A gentileza não é sobre as máquinas, é sobre você.
O ChatGPT lançou uma nova funcionalidade que permite aos usuários criar e disponibilizar ao público suas próprias versões do GPT, adaptadas a usos específicos. Recentemente, enquanto usava um GPT focado em “criação de prompts”, encontrei o chamado “26 princípios de um bom prompt”. O princípio número 1 me pareceu bastante controverso, e dizia literalmente:
PRINCÍPIO 1: ”Não seja educado com modelos de linguagem grandes (LLM). Não há necessidade de usar frases como ‘por favor’, ‘se você não se importa’, ‘obrigado’, etc. Seja direto.”

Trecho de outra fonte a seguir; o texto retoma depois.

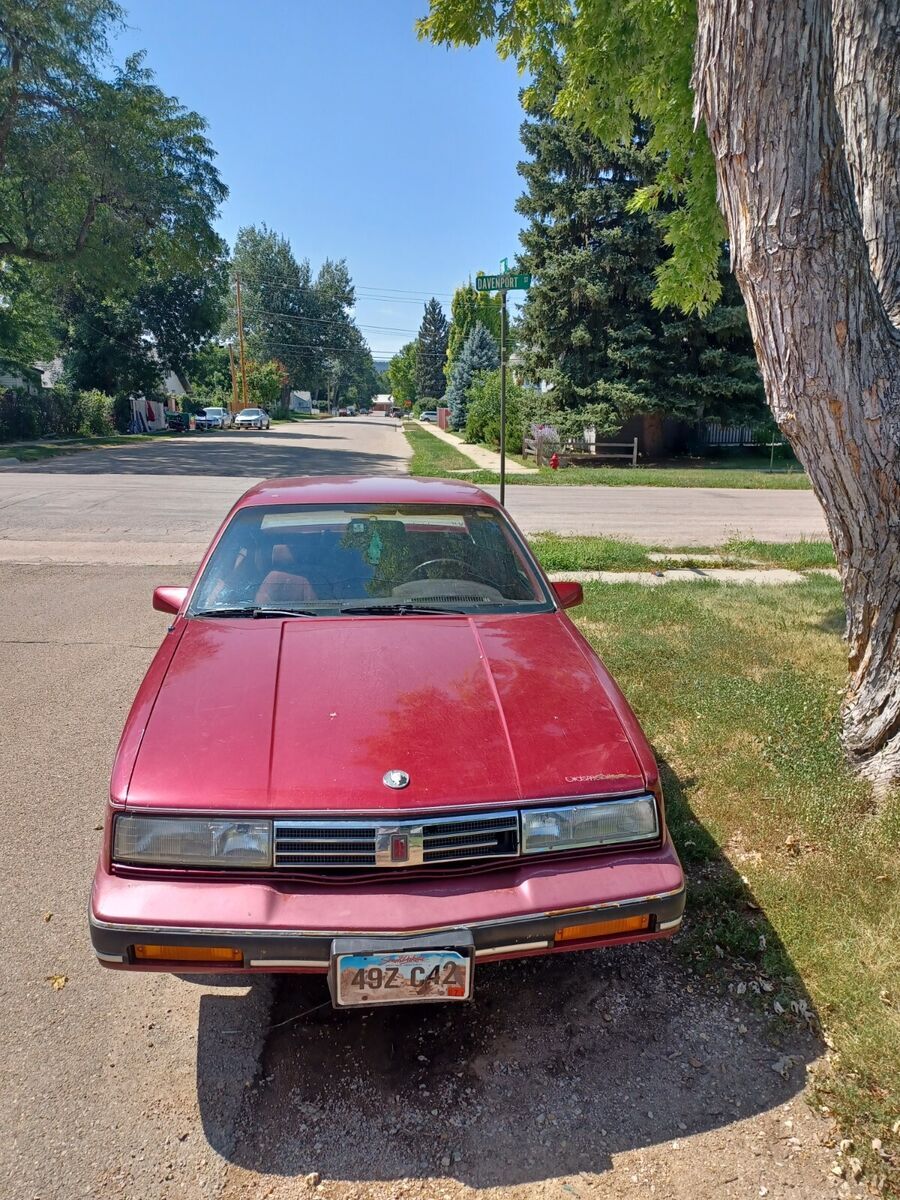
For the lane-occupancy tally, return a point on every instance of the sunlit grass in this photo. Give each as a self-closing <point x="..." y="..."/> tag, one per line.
<point x="441" y="460"/>
<point x="558" y="552"/>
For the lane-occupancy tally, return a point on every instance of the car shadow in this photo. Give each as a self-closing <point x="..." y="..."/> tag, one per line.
<point x="557" y="1065"/>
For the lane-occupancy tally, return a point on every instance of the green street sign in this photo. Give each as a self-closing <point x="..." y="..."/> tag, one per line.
<point x="503" y="282"/>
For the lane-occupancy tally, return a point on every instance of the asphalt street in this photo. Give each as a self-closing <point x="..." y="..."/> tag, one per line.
<point x="161" y="502"/>
<point x="156" y="1087"/>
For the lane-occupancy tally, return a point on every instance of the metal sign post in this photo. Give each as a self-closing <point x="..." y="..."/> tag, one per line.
<point x="509" y="281"/>
<point x="503" y="397"/>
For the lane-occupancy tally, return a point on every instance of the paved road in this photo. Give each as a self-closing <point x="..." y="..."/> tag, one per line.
<point x="161" y="502"/>
<point x="151" y="1087"/>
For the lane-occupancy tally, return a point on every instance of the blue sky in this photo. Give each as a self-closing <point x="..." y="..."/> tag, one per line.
<point x="336" y="127"/>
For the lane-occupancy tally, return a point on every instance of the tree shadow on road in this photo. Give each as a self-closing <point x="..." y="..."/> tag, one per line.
<point x="558" y="1063"/>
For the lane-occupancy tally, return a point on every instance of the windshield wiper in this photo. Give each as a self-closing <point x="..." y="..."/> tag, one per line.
<point x="396" y="610"/>
<point x="256" y="611"/>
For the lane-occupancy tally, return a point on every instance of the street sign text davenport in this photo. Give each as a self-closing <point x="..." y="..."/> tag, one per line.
<point x="502" y="282"/>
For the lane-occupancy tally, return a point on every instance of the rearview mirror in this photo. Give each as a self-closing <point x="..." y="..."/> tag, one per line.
<point x="569" y="594"/>
<point x="167" y="599"/>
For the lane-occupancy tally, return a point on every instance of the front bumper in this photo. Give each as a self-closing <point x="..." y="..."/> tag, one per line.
<point x="289" y="925"/>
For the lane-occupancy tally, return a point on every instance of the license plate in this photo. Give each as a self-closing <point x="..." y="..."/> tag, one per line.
<point x="401" y="976"/>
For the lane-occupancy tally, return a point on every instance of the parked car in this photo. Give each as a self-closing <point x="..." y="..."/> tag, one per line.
<point x="213" y="419"/>
<point x="253" y="419"/>
<point x="318" y="835"/>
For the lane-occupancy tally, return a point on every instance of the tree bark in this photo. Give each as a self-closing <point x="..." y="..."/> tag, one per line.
<point x="814" y="250"/>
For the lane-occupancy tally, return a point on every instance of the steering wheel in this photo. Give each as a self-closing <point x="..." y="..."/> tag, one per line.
<point x="448" y="562"/>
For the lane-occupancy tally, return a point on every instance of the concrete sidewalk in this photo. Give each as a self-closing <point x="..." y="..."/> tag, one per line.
<point x="481" y="457"/>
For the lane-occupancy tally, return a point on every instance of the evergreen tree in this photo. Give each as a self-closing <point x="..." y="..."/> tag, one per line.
<point x="589" y="327"/>
<point x="280" y="306"/>
<point x="467" y="307"/>
<point x="479" y="353"/>
<point x="401" y="373"/>
<point x="431" y="354"/>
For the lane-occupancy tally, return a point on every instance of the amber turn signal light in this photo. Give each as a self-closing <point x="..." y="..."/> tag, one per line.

Esse princípio despertou minha atenção, merecendo uma análise mais aprofundada sobre suas implicações tanto no mundo digital quanto no real.
O princípio sugere uma comunicação direta e pragmática com a máquina. Provavelmente há dois motivos principais para isso. Primeiro, o algoritmo ignora palavras como “por favor” e “obrigado” ao interpretar o conteúdo e processar o contexto necessário. Muitas críticas já foram feitas às pessoas que usam essas expressões em buscas no Google, um sistema de busca que nem mesmo é um modelo de linguagem. Segundo, embora o ChatGPT emule uma conversa humana, ele é, no fim das contas, um computador, desprovido de emoções, e não programado para “se ofender ou retaliar” caso a conversa seja direta.
Entretanto, sugiro três razões pelas quais podemos ser gentis com a máquina.
(1) Primeiro, somos educados devido apenas os sentimentos “da outra pessoa”? Bem, ser gentil também é sobre nós mesmos; sentimo-nos bem ao agir assim. A comunicação humana é complexa e vai além do mero intercâmbio de informações; a linguagem também serve para expressar respeito, empatia e cultura. Assim, como nas comunicações digitais não existe a importante linguagem não-verbal, então usamos emojis e as expressões de gentileza como “obrigado”, “você poderia”, “que tal” como forma de transmitir os princípios básicos de boa conduta. Ou seja, embora a natureza robótica do GPT priorize o conteúdo central, a gentileza tem um valor intrínseco para quem a transmite.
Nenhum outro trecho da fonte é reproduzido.